NEWS for North Dakotans
Agriculture Communication, North Dakota State University
7 Morrill Hall, Fargo, ND 58105-5665


July 27, 2000

The Market Advisor: Outlook for Sunflower Prices Improving Modestly

by George Flaskerud, Extension Crops Economist

Following a typical seasonal pattern, the price for oil sunflowers should move higher after harvest into next spring. In general, USDA projections point to higher vegetable oil prices. In the Supply and Demand Report released July 12, a seasonal average soybean oil price of $15 to $18 per hundredweight was projected for the 2000-2001 marketing year, versus $15.70 for the 1999-2000 marketing year. Although higher oil sunflower prices are likely, they are also likely to stay lower than loan value.

The USDA June 30 Planting Report pegs oil sunflower acres at 2.36 million acres, down 14 percent from a year ago. This acreage translates into a reduction of about 10 percent in production if five-year average yields are achieved. Total use must be reduced by a similar amount to maintain stocks at about 5 percent of total use, a frequently observed level.

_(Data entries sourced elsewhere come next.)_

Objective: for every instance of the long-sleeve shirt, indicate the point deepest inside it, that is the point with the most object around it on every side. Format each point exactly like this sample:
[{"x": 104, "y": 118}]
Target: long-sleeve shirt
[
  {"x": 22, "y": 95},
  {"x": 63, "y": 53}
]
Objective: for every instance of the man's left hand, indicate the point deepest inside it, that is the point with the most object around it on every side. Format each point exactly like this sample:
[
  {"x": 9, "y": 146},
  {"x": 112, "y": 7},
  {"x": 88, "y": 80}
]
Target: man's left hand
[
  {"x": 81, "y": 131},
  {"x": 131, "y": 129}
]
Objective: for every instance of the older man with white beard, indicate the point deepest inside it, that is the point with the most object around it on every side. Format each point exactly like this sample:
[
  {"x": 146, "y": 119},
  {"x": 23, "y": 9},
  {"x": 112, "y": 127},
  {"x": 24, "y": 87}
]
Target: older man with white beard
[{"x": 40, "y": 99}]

World sunflower production was projected to decrease by about 7 percent, according to USDA’s Oil Crops Outlook released July 13. On the other hand, world oilseed production was projected to increase about 3.5 percent and world vegetable oil production was projected to increase about 1.4 percent, although ending stocks of vegetable oil were projected to decrease about 6 percent due to strong demand.

Declining sunflower production at both the U.S. and world levels and declining vegetable oil stocks at the world level should lend support to oil sunflower prices. But that support will have only a modest price impact since world oilseed stocks and vegetable oil stocks are still plentiful.

Confection sunflower seed prices must improve over year-ago levels. Acres are down about 36 percent, and production will drop about 30 percent if five-year average yields materialize. This means that total use will have to drop about 25 percent from this past year in order to have a pipeline level of ending stocks. In effect, total use will have to drop to the lowest level in five years.

Storage of oil and non-oil sunflowers should be profitable. As stocks of both types of sunflowers are reduced during the marketing year, prices should increase. The increase should be the most pronounced for non-oil sunflowers.

Loan deficiency payments should peak at harvest. Confection producers should note that non-oil sunflowers will now receive the same loan rate as oil sunflowers, and that there is only one posted county price for all sunflowers. There is a cap of $3 per hundredweight on the loan deficiency payment for confection sunflowers. The Commodity Credit Corporation announced these changes on May 18.